New Fortress Energy Inc. (NFE-Q) fell after it said on Wednesday it would buy Hygo Energy Transition Ltd, a 50-50 joint venture between Golar LNG Ltd. (GLNG-Q) and Stonepeak Infrastructure Fund II Cayman, for US$2.18-billion to expand its presence in South America.
The deal is less than four months after the then chief executive of Hygo, which transports liquefied natural gas and operates related infrastructure, was named in a corruption investigation in Brazil. The investigation is in its early phase and the former CEO has not been charged.
The energy infrastructure company will acquire all of the outstanding shares of Hygo for 31.4 million shares of NFE Class A common stock and US$580-million in cash.
New Fortress also agreed to buy Golar LNG Partners LP for about US$251-million, or $3.55 per common unit, in cash. The company has also agreed to acquire Golar LNG Partners’ general partner, with the total deal at a US$1.9-billion enterprise value.
Dropbox Inc. (DBX-Q) on Wednesday announced the exit of operations chief and said it will cut 11% of its global workforce, or 315 people, as the file hosting service provider shifts business resources in the wake of the COVID-19 pandemic.
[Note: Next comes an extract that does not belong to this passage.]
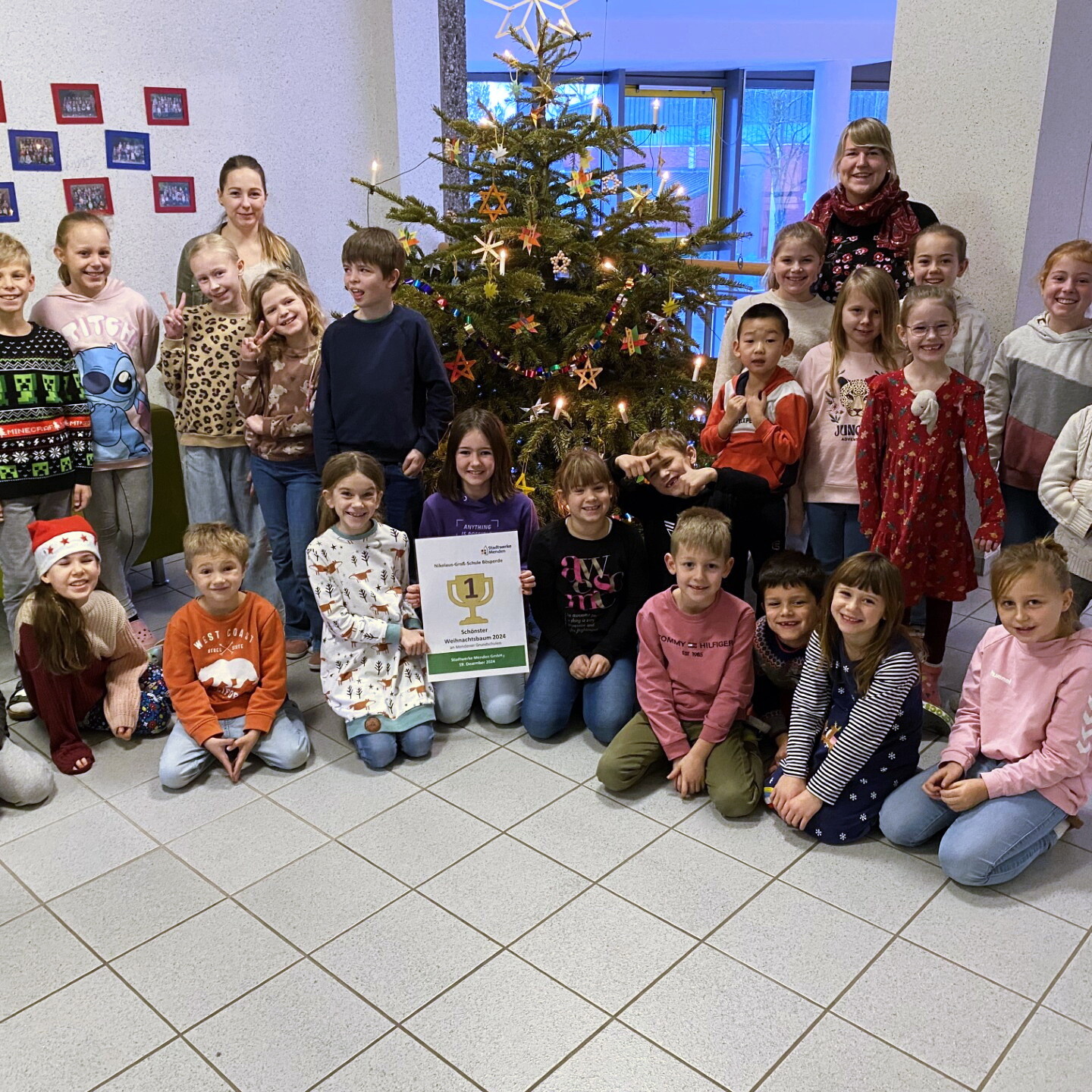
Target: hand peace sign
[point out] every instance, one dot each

Shares fell after Dropbox said Chief Operating Officer Olivia Nottebohm, who joined last year from Alphabet Inc’s Google, will step down on Feb. 5.
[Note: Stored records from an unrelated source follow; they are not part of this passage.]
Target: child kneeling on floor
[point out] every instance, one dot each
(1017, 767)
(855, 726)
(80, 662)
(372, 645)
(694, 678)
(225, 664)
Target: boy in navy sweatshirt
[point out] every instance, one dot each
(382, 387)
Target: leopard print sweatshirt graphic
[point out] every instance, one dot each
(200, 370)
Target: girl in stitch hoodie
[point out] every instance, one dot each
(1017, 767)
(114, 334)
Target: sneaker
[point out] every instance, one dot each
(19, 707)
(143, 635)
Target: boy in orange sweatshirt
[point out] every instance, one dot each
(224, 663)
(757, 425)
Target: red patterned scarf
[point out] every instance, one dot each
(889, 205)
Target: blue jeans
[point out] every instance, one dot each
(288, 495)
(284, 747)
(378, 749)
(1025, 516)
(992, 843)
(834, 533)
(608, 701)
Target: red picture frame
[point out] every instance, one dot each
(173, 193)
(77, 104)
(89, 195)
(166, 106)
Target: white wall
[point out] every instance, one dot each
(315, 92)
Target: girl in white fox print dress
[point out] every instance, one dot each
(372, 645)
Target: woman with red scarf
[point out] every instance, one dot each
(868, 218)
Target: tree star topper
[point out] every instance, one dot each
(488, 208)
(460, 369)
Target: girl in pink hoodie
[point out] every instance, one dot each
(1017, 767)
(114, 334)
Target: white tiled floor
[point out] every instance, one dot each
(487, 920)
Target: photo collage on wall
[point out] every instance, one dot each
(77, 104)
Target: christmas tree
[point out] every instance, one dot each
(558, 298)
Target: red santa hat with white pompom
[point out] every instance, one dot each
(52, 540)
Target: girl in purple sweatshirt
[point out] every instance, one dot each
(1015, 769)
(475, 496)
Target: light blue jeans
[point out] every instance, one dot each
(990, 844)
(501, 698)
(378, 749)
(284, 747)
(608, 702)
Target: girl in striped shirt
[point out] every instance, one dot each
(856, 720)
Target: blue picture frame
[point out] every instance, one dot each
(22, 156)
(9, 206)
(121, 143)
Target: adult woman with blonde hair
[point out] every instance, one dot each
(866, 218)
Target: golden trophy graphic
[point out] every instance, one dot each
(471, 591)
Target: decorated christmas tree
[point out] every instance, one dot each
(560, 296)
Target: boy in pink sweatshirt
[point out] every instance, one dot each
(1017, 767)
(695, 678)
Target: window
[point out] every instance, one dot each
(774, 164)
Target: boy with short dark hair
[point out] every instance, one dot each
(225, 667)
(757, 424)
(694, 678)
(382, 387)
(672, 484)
Dropbox did not provide details of a replacement for the COO.
“Our Virtual First policy means we require fewer resources to support our in-office environment, so we’re scaling back that investment and redeploying those resources to drive our ambitious product roadmap,” Chief Executive Officer Drew Houston said in a letter to employees on Wednesday.
The San Francisco-based company had said in October that remote work due to the COVID-19 pandemic will be a primary experience for its employees and its physical spaces will no longer be for daily individual work.